The TWC and IRS evidence has never been submitted to or reviewed by any court, despite Wanken’s urging that it be subpoenaed by the district court. In his appeal to the Fifth Circuit, Wanken argued that the case had to be remanded to resolve the genuine issues of material fact regarding allegations that Respondents fraudulently procured the FINRA arbitration award, which could be answered through the production of the TWC and IRS evidence.

“No court can determine the contents of unsubmitted, unreviewed evidence based on one party’s assessment of the evidence. The evidence must at some point be reviewed by a court. It is disturbing that the Fifth Circuit ruled on the contents of evidence that neither it nor any court has ever reviewed. This is why I have asked the Supreme Court to exercise its supervisory powers over the Fifth Circuit given the panel’s unusual departure from normal judicial proceedings, evidenced in this ruling that contradicts statute, precedent, procedure and plain common sense,” commented Wanken.

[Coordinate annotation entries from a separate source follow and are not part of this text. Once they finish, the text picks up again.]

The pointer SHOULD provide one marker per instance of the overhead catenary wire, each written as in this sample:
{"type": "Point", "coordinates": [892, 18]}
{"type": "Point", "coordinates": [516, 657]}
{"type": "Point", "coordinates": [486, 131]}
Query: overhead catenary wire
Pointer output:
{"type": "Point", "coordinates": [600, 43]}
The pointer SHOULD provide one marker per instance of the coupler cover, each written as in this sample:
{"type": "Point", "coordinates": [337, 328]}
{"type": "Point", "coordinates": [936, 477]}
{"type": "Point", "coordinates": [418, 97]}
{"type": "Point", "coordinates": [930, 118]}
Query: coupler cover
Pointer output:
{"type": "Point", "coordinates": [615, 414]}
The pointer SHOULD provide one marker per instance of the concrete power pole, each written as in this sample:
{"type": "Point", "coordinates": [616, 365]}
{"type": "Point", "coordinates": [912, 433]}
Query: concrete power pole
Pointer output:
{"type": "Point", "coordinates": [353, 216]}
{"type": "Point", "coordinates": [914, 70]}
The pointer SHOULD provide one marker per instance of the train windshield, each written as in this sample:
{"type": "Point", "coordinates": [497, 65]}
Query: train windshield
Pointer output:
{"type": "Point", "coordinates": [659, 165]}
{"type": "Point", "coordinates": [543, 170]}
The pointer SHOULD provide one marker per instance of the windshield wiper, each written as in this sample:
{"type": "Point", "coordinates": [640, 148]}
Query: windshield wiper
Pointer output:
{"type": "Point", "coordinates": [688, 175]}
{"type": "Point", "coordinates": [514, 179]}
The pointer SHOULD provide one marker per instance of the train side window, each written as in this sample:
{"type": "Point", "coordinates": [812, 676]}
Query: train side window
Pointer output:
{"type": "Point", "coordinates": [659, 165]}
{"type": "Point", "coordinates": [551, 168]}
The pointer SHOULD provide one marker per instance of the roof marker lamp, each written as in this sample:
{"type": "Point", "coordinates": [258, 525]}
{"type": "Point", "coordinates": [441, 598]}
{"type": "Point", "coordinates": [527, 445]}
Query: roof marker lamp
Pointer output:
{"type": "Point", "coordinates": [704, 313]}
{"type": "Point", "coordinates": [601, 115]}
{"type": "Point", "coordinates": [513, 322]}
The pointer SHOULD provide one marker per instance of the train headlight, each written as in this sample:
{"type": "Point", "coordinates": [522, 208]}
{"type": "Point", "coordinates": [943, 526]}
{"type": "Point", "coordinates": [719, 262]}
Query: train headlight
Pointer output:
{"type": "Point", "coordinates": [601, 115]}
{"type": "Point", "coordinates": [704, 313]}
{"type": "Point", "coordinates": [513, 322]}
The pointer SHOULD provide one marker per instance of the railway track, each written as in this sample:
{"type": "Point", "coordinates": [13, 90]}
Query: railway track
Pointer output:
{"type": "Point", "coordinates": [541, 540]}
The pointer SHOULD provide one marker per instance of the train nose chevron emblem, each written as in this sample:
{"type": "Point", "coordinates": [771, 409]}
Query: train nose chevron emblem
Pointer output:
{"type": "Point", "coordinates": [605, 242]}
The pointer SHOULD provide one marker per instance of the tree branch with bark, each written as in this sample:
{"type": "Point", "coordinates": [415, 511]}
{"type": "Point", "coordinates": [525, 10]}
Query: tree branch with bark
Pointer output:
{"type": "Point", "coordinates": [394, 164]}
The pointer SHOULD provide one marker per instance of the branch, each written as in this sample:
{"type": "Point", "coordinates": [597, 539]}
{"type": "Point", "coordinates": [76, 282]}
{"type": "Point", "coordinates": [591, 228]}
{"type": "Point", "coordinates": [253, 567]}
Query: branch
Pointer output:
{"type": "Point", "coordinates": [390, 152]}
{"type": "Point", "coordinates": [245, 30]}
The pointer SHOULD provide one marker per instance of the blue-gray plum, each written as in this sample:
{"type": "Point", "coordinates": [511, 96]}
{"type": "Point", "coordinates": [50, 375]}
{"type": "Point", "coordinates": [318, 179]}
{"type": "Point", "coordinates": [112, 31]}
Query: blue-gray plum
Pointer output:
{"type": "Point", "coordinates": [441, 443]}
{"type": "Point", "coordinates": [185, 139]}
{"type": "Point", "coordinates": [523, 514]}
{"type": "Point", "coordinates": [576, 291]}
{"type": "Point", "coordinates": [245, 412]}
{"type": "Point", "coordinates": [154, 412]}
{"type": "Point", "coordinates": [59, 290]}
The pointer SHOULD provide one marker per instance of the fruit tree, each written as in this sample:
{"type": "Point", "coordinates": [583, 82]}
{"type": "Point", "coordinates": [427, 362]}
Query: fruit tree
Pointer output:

Wanken also has presented a question to the Court involving a circuit split regarding the scope of judicial review of arbitration awards in which there are genuine allegations of fraudulent procurement. The Ninth and Sixth Circuits have held that the district courts must sufficiently resolve whether an award was fraudulently procured at arbitration. Yet the Fifth Circuit’s holding sets the precedent that confirmation of arbitration awards is paramount, regardless of if the award was fraudulently procured.

“Will the nation’s courts hastily confirm ill-gotten arbitration awards, regardless of if they are won by hook or by crook? Or will the Court take this opportunity to clarify what constitutes adequate judicial review of arbitration awards involving genuine allegations the award was fraudulently procured?” Wanken asked. “Given that there are binding arbitration clauses in virtually all consumer contracts and in many employment relationships, this is a significant issue that has widespread implications affecting millions of Americans.”

The Respondents are represented by four lawyers, including Brady Sparks, a sole practitioner, N. Henry Simpson, III of Busch Ruotolo & Simpson and Thomas Gregor and Linda Broocks of Ogden Gibson Broocks Longoria & Hall. Wanken is a pro se litigant and has represented himself before FINRA, the district court, the Fifth Circuit and now before the Supreme Court. The Respondents’ answers are due back to the Court by February 29, 2012.

“I am hopeful that the Court will grant certiorari and resolve these critical questions,” said Wanken. “I allege that Raymond James and John Dwight Wanken lied at the FINRA arbitration to win a favorable award. On a macro level, as a matter of public policy, it’s critical that the Supreme Court offer clarity on how courts should treat vacatur motions in which there are genuine allegations the award was procured by fraud. On a micro and very personal level, I look forward to this case being remanded so that the evidence can be obtained and reviewed. One of us is telling the truth in this case. Ultimately, a remand could ensure that the allegations of fraud are resolved and justice finally served.”